My thing with the Coen Brothers is like a lot of folks’ thing with the Coen Brothers. I recognize and admire their craft, not so much most of their films. When they nail it – “Blood Simple”, “Raising Arizona” and “Fargo” – they’re fantastic, and I leave the theater a total believer in the mythos that’s grown up around them. When they flail, or make overrated films – “The Big Lebowski”, “Barton Fink”, and all others I wouldn’t stoop to see because they looked so mediocre – I wonder if they’re more of a brand than they are a cohesive, functioning, consistent filmmaking team. In any event, as I’m sure you’re aware, the hype level on their latest, “No Country For Old Men” has been off the charts, but it took the frothing recommendations of two friends before I’d consent to seeing it in a theater. Like most people, “I’m glad I did”. This film might be the best non-documentary I’ve seen in a year or two, and I could swear my heart stopped cold at least three times whilst watching it.

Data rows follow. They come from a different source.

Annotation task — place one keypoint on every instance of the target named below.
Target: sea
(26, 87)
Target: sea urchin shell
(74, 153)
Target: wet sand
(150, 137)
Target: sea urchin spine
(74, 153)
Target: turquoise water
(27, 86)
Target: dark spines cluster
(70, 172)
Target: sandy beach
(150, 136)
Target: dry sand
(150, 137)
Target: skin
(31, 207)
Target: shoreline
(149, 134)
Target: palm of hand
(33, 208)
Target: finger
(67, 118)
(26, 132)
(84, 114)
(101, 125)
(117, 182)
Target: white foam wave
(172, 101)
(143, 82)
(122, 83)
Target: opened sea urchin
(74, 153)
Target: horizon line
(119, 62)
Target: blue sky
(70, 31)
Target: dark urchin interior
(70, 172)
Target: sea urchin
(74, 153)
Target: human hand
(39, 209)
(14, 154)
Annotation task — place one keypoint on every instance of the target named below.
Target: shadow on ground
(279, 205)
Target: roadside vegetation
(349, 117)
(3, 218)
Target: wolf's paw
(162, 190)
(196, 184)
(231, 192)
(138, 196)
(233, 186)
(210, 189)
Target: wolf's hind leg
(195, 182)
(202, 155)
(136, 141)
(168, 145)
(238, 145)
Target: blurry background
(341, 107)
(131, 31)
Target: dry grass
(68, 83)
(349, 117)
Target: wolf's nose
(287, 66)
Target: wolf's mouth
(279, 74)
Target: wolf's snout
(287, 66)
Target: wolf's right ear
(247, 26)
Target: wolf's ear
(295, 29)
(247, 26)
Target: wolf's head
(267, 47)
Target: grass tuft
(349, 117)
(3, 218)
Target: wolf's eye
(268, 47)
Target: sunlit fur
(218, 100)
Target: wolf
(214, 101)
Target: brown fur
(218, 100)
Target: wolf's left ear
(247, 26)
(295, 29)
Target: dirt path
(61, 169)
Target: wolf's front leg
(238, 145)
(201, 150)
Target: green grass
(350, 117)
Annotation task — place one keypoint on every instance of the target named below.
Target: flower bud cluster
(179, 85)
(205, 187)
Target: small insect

“No Country For Old Men” takes a pretty familiar noir boilerplate – good guy finds some money from a heist/deal-gone-bad, good guy takes money in a moment of weakness, guy is mercilessly stalked by the bad guys to whom the money is owed. At a deeper level, it’s a dream-like pondering about how the United States circa 1980 came to be so violent, so quickly remade in the course of a generation, so given to the hotheaded and the crazed. “No country for old men” indeed. It follows the languid rhythms of Cormac McCarthy’s original book, or so I am told, but “languid” is the last word I’d use to describe a film that is wound so tight with tension and explosive violence. One barely rests the entire film, as every second seems to portend the appearance of yet another bullet, air gun to the head, car crash or strangling. Javier Bardem’s creeped-out homicidal maniac – well, believe the hype. He’s fantastic, and perhaps the best (and most “honorable”, if that makes any sense) big-screen killer in years. Unlike “Fargo”, this film offer little-to-no comic relief to temper the violence, and I’ve heard people say that that’s what brings this one down a notch for them. Not for me – the pacing of “No Country For Old Men” doesn’t need any leavening with humor, even though the Coens are pretty good at mixing their bleakness with black comedy. The sense of dread and foreboding is both micro (I hope the good guy and his wife don’t get killed) and macro (what the hell is happening in this supposed land of law & order, when lunatics roam the plains murdering people with air guns?). At the end of the day, the fate of virtually every character is determined by the chance results of a coin flip, whether literally or figuratively.
There’s barely a bum note in the entire film, even when Woody Harrelson appears. When it ends in a soliloquy from one of the aforementioned old men, I sat in the theater wide-eyed with one of those “what the f***” feelings going through my head. Just drained, totally drained.